Canada’s NRC teams with NASA to test alternative fuels in jet engines

Will "study atmospheric effects of emissions" produced by jet engines burning alternative fuels



OTTAWA—The National Research Council of Canada (NRC) is hooking up with the National Aeronautics and Space Administration (NASA) to test the use of alternative fuels in jet engines.

According to the NRC, Canada’s federal research and technology organization, it will work with NASA to “study the atmospheric effects of emissions” produced by jet engines burning alternative fuels.

The department didn’t specify which fuels it would test in its work with the United States space agency.

“NRC is proud to take part in this international effort to understand the atmospheric effects of emissions from jet engines burning alternative fuels,” NRC aerospace general manager Jerzy Komorowski said in a statement.

“This work to investigate greener alternatives for aviation fuel benefits the aerospace industry in Canada and around the world.”

The joint work will see the NRC take part in NASA’s ACCESS II project, the Alternative Fuel Effects on Contrails and Cruise Emissions, beginning this month at NASA’s Neil A. Armstrong Flight Research Center in California.

The NRC said the work will include the deployment of its CT-133 research aircraft from the research centre near Edwards Airforce Base to nearby Palmdale, Calif.

The Canadian research jet will fly alongside aircraft from NASA and the German Aerospace Center, where it will obtain inflight airborne emission measurements and contrail characteristics from aircraft burning both conventional jet fuel and blended alternative fuels.

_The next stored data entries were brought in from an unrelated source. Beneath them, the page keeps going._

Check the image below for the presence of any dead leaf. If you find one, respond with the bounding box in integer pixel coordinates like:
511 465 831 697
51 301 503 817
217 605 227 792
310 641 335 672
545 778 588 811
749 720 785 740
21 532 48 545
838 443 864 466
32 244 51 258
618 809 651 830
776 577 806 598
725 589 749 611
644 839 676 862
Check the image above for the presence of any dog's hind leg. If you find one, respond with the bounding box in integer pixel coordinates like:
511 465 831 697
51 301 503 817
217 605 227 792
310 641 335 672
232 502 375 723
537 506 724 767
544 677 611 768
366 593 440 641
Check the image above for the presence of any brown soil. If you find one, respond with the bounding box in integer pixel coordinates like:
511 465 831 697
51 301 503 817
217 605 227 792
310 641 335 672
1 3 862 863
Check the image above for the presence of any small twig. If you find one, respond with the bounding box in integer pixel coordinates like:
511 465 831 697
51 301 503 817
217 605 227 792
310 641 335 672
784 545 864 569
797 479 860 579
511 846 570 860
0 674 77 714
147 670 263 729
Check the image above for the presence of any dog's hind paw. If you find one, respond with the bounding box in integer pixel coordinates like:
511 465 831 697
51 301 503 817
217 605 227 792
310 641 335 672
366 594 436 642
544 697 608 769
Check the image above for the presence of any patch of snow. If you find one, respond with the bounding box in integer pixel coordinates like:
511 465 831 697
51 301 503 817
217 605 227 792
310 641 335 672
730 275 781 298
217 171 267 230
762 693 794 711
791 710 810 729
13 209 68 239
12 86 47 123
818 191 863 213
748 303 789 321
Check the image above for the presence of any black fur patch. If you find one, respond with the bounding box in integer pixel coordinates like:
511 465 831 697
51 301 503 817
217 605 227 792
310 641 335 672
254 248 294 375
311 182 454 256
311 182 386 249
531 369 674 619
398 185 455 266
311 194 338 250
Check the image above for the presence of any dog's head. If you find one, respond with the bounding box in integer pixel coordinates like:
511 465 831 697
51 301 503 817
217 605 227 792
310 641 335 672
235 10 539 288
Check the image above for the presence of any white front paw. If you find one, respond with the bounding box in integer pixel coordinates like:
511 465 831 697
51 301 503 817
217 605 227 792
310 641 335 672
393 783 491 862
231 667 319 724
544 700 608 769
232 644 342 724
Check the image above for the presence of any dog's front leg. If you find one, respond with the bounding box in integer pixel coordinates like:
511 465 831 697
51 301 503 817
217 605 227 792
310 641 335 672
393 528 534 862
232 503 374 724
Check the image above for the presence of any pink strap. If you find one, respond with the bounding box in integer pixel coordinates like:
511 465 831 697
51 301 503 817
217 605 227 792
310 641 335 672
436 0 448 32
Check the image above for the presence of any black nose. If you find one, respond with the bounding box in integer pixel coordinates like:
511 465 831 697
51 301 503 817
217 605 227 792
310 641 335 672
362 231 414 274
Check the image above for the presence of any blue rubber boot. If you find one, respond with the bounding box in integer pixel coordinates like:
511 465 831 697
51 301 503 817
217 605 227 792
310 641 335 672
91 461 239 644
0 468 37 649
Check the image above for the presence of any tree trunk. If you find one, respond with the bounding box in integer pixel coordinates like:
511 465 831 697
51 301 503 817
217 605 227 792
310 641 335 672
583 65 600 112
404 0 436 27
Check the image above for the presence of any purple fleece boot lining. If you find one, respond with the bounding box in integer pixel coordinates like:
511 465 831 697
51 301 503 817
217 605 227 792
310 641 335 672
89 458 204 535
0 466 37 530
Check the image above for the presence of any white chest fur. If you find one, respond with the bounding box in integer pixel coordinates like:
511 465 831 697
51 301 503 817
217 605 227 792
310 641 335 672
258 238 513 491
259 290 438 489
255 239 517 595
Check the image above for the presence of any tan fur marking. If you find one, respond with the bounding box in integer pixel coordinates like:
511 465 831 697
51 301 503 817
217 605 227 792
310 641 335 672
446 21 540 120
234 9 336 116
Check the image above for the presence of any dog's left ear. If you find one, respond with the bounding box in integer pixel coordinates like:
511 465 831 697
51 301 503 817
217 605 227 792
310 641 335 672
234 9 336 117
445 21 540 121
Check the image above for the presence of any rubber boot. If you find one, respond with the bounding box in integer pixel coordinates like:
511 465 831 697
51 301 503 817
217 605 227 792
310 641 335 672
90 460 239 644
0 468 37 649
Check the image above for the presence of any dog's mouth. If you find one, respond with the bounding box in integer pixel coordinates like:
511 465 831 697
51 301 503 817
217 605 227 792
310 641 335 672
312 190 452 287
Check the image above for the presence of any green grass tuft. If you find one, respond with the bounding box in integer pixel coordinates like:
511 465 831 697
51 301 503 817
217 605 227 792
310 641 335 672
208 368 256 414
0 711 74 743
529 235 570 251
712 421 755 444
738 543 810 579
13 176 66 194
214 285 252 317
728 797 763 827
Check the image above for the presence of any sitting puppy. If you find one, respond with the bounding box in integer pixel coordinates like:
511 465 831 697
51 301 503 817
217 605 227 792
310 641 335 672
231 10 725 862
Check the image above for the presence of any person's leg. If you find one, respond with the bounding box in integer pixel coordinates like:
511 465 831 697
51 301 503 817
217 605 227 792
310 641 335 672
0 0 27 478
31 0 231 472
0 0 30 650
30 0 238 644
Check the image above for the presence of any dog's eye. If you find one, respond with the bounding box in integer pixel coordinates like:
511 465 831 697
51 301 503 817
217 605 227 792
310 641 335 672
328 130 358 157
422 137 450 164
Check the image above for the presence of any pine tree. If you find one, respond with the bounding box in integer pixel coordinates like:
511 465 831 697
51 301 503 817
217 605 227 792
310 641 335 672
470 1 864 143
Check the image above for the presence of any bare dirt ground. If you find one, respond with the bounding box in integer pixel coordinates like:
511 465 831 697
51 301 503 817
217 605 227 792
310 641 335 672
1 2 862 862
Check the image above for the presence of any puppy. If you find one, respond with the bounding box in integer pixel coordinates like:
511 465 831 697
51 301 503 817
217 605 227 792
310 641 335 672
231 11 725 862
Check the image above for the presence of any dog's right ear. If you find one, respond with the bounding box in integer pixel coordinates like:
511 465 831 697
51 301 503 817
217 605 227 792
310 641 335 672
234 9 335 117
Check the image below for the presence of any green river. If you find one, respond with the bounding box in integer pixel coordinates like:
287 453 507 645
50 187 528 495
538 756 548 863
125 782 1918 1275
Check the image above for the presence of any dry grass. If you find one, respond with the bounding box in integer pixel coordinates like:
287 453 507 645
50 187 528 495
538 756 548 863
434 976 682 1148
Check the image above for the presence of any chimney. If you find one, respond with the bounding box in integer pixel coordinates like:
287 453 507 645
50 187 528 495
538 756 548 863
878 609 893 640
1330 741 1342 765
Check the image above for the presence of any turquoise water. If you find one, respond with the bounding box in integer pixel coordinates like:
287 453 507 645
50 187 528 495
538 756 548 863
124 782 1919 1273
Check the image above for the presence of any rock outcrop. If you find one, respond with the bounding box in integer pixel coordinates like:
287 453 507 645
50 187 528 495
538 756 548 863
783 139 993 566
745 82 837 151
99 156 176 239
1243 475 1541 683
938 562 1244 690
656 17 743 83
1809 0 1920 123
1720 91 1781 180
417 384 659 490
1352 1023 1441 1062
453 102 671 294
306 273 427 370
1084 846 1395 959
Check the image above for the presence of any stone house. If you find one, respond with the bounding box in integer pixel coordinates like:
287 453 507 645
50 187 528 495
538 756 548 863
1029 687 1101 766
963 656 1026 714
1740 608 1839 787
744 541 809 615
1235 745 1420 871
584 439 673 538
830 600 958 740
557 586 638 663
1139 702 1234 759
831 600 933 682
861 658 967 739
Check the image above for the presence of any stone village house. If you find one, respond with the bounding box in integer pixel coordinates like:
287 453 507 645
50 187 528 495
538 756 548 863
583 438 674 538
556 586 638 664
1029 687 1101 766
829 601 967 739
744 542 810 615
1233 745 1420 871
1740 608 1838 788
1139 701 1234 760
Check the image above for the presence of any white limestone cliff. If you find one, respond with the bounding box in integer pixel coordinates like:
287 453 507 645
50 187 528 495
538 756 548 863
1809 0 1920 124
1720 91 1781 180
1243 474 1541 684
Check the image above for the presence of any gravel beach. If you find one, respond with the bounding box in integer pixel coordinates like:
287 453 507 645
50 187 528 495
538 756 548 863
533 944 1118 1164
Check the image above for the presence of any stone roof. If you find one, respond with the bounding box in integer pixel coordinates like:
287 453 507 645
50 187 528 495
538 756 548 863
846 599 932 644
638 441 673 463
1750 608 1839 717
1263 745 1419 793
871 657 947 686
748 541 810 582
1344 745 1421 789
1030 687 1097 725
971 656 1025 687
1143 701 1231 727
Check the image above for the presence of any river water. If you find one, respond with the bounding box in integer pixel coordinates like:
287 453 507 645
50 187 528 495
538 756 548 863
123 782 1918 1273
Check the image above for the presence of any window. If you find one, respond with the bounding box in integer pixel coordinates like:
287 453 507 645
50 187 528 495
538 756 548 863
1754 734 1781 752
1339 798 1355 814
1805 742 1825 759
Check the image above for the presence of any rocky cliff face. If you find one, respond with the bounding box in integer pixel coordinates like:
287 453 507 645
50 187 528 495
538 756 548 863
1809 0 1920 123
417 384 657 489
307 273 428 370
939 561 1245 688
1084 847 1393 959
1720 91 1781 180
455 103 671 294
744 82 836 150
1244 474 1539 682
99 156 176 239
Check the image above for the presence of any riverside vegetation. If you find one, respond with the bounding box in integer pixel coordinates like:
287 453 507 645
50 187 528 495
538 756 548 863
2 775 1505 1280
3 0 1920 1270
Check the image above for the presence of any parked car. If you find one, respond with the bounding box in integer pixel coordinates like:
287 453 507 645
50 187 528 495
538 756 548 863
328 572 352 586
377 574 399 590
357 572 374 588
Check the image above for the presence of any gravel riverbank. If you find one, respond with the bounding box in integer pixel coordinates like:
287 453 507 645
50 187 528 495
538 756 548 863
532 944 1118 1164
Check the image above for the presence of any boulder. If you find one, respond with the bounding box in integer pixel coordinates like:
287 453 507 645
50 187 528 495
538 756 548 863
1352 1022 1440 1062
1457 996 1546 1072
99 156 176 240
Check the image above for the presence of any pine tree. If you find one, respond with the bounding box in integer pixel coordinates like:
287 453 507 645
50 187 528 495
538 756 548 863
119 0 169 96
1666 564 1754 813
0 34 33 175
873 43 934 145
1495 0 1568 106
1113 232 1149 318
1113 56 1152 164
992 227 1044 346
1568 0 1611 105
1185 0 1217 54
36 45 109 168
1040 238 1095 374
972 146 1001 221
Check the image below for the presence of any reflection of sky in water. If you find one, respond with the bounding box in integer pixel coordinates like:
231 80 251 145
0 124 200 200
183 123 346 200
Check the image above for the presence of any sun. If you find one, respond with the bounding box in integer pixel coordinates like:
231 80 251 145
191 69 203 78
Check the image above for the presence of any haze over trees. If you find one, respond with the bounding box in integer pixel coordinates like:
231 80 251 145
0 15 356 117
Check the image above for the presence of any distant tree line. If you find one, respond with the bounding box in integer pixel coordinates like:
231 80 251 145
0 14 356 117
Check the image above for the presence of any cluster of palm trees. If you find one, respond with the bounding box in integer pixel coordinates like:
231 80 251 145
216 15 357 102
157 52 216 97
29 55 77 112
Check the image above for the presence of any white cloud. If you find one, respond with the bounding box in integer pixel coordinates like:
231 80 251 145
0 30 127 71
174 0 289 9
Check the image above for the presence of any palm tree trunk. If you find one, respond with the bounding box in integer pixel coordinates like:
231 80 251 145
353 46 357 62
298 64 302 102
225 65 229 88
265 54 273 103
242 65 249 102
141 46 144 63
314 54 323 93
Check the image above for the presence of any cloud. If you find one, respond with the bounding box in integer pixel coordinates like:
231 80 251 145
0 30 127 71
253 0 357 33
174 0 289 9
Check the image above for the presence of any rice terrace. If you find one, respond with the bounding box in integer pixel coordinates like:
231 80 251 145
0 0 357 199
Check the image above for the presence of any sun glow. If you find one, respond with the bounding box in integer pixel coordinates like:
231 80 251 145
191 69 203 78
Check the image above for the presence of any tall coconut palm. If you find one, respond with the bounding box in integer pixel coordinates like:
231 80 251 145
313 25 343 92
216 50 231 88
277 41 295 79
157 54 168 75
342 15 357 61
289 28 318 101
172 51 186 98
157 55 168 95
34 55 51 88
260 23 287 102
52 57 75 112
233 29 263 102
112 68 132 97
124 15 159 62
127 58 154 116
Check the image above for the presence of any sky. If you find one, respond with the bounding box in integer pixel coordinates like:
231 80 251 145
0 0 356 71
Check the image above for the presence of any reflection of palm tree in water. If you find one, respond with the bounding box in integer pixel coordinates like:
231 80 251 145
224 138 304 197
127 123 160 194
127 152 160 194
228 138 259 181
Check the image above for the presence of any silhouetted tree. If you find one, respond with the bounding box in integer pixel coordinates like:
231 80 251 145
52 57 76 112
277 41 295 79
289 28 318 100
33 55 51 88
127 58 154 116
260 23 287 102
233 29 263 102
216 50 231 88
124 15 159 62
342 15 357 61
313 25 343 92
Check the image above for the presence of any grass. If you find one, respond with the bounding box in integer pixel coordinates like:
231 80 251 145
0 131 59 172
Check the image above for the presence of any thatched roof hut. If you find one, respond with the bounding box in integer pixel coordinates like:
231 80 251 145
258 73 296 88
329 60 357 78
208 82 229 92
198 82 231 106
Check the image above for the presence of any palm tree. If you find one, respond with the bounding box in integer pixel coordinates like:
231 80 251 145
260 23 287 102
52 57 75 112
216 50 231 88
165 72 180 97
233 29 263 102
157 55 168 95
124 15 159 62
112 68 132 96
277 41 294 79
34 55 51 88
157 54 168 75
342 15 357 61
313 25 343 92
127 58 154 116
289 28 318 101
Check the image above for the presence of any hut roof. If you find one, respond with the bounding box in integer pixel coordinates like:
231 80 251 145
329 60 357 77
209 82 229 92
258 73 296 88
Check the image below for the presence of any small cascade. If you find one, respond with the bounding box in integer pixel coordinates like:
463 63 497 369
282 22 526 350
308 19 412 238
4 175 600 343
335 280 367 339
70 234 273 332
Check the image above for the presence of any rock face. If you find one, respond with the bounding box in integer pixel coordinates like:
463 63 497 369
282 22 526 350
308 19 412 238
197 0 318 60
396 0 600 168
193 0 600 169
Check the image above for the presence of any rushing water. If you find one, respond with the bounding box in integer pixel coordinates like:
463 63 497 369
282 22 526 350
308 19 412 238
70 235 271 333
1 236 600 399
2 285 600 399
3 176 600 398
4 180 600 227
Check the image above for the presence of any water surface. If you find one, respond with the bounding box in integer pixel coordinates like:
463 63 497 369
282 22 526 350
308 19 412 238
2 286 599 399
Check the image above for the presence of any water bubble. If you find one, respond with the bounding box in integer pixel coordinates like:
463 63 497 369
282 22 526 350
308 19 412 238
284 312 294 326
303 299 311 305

According to the NRC, the work on ACCESS-II will result in the collection of unique flight test data that will be shared and reported to the International Forum for Aviation Research.

The research will aid in the qualification and ready acceptance of the use of biofuels in aviation and open the door to future collaborations on alternative fuels tests.

“Partnering with our German and Canadian colleagues allows us to combine our expertise and resources as we work together to solve the challenges common to the global aviation community such as understanding emission characteristics from the use of alternative fuels which presents a great potential for significant reductions in harmful emissions,” NASA associate administrator for aeronautic research, Jaiwon Shin, said.

The work with NASA isn’t the NRC’s first foray into the use of biofuel in the aviation industry.

In October 2012, the NRC flew the first civil jet powered by 100 per cent unblended biofuel, and in March of this year the department flew its Falcon aircraft on a 50/50 biofuel blend.

“The results from our historic civil 100 per cent biofuel flight showed that an unblended biofuel was cleaner than conventional Jet A1 fuel, without sacrificing efficiency,” the NRC’s Komorowski said.